05 Dicembre 2020 - Ultimo aggiornamento il: 05 Dicembre 2020 alle 16:02:00

Cultura News

Alda Merini a Taranto

Con la sua vitalità la poetessa milanese irrompe nella vita cittadina

Alda Merini
Alda Merini

Mario Pierri – figlio del noto poeta-chi­rurgo tarantino Michele – racconta il periodo trascorso da Alda Merini nella nostra città. Giudice onorario, è molto apprezzato come pittore e incisore.

di Mario Pierri

La poetessa milanese Alda Merini, redu­ce dalla dolorosa esperienza della malattia e vedova del marito, Ettore Carniti fratello di Pier il Sindacalista, nel 1983, all’età di 52 anni, viene a Taranto per incontrare mio padre, il poeta – chirurgo Michele Pierri, ormai ultra ottantenne, vedovo della moglie Aminta, figlia dello storico tarantino Egidio Baffi, deceduta nell’ottobre 1980, chiuso nel suo dolore e accudito da figli e nuore.

L’incontro è preceduto da una fitta corri­spondenza epistolare e da lunghe telefonate conoscitive. La Merini si stabilisce infine in casa di Michele che la assiste e sostiene, e i due grandi poeti affrontano la vita in co­mune, incontrando le immancabili difficoltà del vivere quotidiano, nel loro caso acuite dalla differenza di età, dei caratteri, delle esperienze e dei modi di vita. Ma più forte di ogni avversità, di ogni ostacolo, fu la forza attrattiva dei sentimenti ed ancor più quella misteriosa ed inspiegabile della poesia. Fi­nirono così i due per legarsi in un sodalizio amicale all’insegna della poesia e del mutuo soccorso, al punto che nell’ottobre del 1984 nella Chiesa di S. Giovanni di Dio in Taran­to contrassero matrimonio religioso.

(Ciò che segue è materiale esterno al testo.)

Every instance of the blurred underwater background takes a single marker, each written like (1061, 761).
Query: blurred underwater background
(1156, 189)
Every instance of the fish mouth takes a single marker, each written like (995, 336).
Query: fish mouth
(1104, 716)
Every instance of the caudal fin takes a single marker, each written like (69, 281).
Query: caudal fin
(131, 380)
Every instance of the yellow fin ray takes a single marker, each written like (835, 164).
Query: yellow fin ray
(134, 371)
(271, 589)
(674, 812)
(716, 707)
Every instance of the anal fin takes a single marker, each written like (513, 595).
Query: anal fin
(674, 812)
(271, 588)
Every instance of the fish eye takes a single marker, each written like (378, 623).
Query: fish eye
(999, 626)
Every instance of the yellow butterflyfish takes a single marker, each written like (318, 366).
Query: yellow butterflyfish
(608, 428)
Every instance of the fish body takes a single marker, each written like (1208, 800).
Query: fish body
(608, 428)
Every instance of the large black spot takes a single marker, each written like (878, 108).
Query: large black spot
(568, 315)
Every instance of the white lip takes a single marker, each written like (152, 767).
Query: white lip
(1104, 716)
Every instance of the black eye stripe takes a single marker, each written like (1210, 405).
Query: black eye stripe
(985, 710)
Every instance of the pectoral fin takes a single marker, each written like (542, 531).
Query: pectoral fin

La convivenza segna per entrambi l’inizio di una nuova vita. M. Pierri, sollecitato dalla nuova compagna, supera la naturale sua ri­trosia e rompe l’isolamento in cui aveva vis­suto i lunghi anni del duro lavoro di primario chirurgo presso il locale Ospedale Civile SS. Annunziata, cui aveva dedicato per intero il tempo e le forze. Basti pensare che all’epoca vi era soltanto il reparto di Chirurgia Gene­rale comprendente tutte le attuali specializ­zazioni. Poi era sopraggiunta improvvisa la malattia della moglie Aminta ad interrom­pere sognate aspettative di tranquilla vita familiare e meritato riposo. Da parte sua la Merini irrompe nella vita cittadina con la sua prorompente vitalità, l’ansia di conoscenze, di aspettative troppo a lungo compresse dal­le vicende dolorose della vita. I due, da soli o condotti di volta in volta da uno dei figli di Michele, percorrono in lungo e largo la città ed i dintorni, incontrano amici, conoscenti, frequentano gli ambienti più disparati, in­trattengono rapporti con tutti, intellettuali, artisti, ma anche con le persone più semplici ed umili. La Merini viene attratta dal clima mite delle nostre zone, si innamora della città e della sua gente, ne scopre il caratte­re affabile e accogliente, colloquia con tutti, acquista con animo infantile gli oggetti più disparati, che spesso dona generosamente in segno di affetto a chi le è vicino. Riprende a scrivere dopo le dolorose umiliazioni del­la vita, risorge irrefrenabile la vena poetica a lungo compressa, nascono così tante sue poesie destinate a rimanere nella lirica ita­liana. Canta l’amore per Michele, per il Sud, per la città dei “Due Mari”, sentita come una seconda patria; di getto compone poesie “D’Occasione”, che dedica e dona a perso­ne appena conosciute, e che tratteggia, con misteriosa stupefacente capacità di penetra­zione poetica e psicologica, negli aspetti più intimi, personali e biografici, lasciando chi l’ascolta stupito ed ammirato.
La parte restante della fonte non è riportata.